Errors are a controlled mechanism by which the program propagates details about a faulty condition up the call chain—be it with explicit error return statements or with exceptions. Errors must be used to validate all conditions that might be possible but aren’t valid given the context. Examples include: sanitizing any kind of input (as provided by the user or incoming from the network), and handling error codes from system calls or libraries.
Assertions are a fatal mechanism by which the program crashes immediately when it encounters an invalid state. Assertions are appropriate to validate program logic: in other words, to specify conditions about the state you expect the program will have at a given point. If the state is not what you thought it ought to be, there is a bug: either the assertion is wrong because your mental model about the program is incorrect, or the program’s logic is actually bogus. The program must terminate in either case: continuing with an invalid state can cause more serious problems down the road like data corruption or, worse, a privilege escalation.
Assertions are pretty tragic, aren’t they? They kill the program when they trigger. And they are also easy to misuse, for writing an assertion does not require changing any APIs in regards to error codes. When working on existing code, one can misplace an assertion in a code path where an actual error check should be used. The reasons are varied: expedited “totally-safe one-line fixes”, programmer inexperience, honest mistakes when assuming a piece of data is sane when it isn’t, etc.

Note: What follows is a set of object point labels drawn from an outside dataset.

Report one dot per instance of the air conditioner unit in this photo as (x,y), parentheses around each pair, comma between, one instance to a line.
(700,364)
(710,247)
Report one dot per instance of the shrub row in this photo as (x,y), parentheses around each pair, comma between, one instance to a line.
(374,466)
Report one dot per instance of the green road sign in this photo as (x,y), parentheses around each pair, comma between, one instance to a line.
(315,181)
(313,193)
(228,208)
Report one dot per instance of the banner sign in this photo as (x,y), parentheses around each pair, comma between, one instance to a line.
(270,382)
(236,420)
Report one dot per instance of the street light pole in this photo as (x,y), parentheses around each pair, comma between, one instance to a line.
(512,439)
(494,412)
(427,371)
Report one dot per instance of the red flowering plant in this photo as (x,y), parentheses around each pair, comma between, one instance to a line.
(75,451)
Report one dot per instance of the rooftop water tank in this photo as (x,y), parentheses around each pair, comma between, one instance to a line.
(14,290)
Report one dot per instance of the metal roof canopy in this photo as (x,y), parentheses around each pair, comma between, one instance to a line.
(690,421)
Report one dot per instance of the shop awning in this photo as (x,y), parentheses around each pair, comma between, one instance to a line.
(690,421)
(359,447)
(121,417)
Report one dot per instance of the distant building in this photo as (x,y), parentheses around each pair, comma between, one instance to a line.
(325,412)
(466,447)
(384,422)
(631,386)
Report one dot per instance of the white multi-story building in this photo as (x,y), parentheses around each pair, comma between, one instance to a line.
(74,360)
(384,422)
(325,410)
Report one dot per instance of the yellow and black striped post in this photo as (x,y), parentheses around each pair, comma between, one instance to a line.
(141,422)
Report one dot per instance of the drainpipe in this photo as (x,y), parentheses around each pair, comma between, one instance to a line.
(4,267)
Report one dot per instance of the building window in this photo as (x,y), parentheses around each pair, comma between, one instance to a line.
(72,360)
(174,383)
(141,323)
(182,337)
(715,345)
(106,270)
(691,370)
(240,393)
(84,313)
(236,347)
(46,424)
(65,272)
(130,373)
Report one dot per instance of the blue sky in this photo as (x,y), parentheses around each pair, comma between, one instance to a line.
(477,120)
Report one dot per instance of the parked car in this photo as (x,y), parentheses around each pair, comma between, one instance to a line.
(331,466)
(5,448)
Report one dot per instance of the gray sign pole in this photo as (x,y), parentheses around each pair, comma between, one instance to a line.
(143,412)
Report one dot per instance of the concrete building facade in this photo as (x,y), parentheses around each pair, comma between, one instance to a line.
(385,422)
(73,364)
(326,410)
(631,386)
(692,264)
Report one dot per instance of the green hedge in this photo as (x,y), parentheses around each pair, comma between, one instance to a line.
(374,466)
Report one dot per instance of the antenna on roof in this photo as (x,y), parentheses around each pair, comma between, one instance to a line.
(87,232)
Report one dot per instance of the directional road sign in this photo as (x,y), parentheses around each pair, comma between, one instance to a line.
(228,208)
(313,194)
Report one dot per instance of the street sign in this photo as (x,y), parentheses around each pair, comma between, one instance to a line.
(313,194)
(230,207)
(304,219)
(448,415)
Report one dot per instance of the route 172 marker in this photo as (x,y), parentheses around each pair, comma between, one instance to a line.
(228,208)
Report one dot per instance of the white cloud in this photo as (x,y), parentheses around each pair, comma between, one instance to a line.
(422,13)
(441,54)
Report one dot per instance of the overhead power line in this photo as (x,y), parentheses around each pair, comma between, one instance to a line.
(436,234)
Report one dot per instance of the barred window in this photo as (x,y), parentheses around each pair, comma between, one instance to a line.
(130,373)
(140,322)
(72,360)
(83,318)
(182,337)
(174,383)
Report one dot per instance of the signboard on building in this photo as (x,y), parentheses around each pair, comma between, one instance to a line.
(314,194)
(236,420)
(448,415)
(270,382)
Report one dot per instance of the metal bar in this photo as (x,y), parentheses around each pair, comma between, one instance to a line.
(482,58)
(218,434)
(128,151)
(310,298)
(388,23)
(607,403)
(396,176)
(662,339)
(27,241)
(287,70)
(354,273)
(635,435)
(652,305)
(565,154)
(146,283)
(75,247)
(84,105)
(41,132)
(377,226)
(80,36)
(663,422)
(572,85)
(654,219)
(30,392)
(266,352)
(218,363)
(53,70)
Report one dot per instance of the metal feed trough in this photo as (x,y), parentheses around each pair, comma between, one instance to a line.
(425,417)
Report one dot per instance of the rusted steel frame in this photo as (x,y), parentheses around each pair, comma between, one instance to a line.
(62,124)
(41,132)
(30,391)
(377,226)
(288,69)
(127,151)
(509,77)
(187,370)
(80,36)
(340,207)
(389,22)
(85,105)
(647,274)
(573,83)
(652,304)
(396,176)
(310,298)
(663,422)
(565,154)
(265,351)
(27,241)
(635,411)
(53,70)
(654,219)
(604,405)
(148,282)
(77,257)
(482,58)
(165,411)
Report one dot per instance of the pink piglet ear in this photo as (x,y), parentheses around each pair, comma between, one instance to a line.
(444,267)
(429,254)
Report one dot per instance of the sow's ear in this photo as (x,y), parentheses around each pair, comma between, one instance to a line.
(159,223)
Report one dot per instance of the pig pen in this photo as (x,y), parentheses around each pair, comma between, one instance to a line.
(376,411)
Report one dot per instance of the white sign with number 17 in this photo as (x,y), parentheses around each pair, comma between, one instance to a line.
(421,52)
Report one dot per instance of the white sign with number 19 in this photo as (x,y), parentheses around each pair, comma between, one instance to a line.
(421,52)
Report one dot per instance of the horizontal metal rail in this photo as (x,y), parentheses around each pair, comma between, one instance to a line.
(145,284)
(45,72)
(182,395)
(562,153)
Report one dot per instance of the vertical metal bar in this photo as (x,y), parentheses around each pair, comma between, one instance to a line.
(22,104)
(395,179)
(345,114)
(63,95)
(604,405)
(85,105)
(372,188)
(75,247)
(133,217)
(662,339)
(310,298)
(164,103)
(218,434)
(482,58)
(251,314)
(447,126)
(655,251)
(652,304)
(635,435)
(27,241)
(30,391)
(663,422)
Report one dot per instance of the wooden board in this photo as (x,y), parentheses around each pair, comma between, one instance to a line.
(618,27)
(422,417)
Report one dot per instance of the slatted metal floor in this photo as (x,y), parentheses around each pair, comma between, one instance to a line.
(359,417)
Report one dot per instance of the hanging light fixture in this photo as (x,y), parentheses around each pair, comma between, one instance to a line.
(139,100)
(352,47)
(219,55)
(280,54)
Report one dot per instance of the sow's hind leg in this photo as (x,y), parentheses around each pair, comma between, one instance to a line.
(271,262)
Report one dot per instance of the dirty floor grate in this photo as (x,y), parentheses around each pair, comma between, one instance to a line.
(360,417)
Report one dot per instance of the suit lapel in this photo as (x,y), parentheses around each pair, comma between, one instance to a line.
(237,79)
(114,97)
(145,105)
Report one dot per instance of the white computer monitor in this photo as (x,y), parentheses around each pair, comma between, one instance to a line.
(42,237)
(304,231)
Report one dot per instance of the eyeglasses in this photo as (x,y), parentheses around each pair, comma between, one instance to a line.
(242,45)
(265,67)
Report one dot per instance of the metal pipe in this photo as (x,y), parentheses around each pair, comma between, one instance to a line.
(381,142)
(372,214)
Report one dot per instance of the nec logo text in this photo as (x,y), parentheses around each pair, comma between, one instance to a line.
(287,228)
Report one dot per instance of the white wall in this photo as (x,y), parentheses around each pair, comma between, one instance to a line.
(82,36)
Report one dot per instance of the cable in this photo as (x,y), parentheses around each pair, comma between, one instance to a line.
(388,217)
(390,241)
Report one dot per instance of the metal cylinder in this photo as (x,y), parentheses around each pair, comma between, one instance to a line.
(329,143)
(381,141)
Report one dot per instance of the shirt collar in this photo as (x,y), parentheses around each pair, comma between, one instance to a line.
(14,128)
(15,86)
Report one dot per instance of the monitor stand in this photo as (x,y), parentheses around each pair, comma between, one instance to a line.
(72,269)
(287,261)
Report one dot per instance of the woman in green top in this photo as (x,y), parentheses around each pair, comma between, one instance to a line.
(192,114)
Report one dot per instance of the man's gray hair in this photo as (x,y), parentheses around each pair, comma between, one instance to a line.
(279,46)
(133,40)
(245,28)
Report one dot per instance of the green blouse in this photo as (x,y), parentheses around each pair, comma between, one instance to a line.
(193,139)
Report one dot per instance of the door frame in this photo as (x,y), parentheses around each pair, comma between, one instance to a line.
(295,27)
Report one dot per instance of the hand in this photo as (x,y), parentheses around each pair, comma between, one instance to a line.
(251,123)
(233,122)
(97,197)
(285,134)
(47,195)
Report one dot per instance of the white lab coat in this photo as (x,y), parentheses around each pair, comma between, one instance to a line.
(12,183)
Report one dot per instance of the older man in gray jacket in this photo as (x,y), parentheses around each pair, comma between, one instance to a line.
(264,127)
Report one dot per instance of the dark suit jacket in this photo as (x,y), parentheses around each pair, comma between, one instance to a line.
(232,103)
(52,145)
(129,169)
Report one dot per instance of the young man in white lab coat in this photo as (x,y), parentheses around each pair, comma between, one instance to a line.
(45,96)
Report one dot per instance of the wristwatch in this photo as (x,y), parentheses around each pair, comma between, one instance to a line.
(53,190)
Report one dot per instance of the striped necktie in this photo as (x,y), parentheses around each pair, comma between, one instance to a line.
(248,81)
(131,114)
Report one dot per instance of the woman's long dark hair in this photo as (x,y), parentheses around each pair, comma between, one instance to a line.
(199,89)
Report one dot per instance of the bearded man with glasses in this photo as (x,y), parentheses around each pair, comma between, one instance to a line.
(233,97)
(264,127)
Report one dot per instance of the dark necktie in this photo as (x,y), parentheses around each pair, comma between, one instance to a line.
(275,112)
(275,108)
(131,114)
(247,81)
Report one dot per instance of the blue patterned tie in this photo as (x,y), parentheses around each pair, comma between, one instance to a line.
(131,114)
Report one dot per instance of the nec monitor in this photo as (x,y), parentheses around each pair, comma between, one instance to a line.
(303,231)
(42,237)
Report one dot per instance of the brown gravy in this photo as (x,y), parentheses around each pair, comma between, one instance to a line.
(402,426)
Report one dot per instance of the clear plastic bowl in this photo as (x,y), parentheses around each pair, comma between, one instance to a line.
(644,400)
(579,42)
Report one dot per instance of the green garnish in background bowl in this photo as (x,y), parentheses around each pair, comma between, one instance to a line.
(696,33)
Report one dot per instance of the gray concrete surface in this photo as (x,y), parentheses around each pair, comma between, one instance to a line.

To illustrate the problem assertions can cause, let’s talk about a specific query of death (QOD) problem.
The disaster
Let’s consider a distributed system composed of a single frontend controller and a set of backend servers, each responsible for a different part of a dataset. The frontend server receives user requests and redirects them to the backends. One of such requests is a textual search query that requires the frontend to contact all backends for processing.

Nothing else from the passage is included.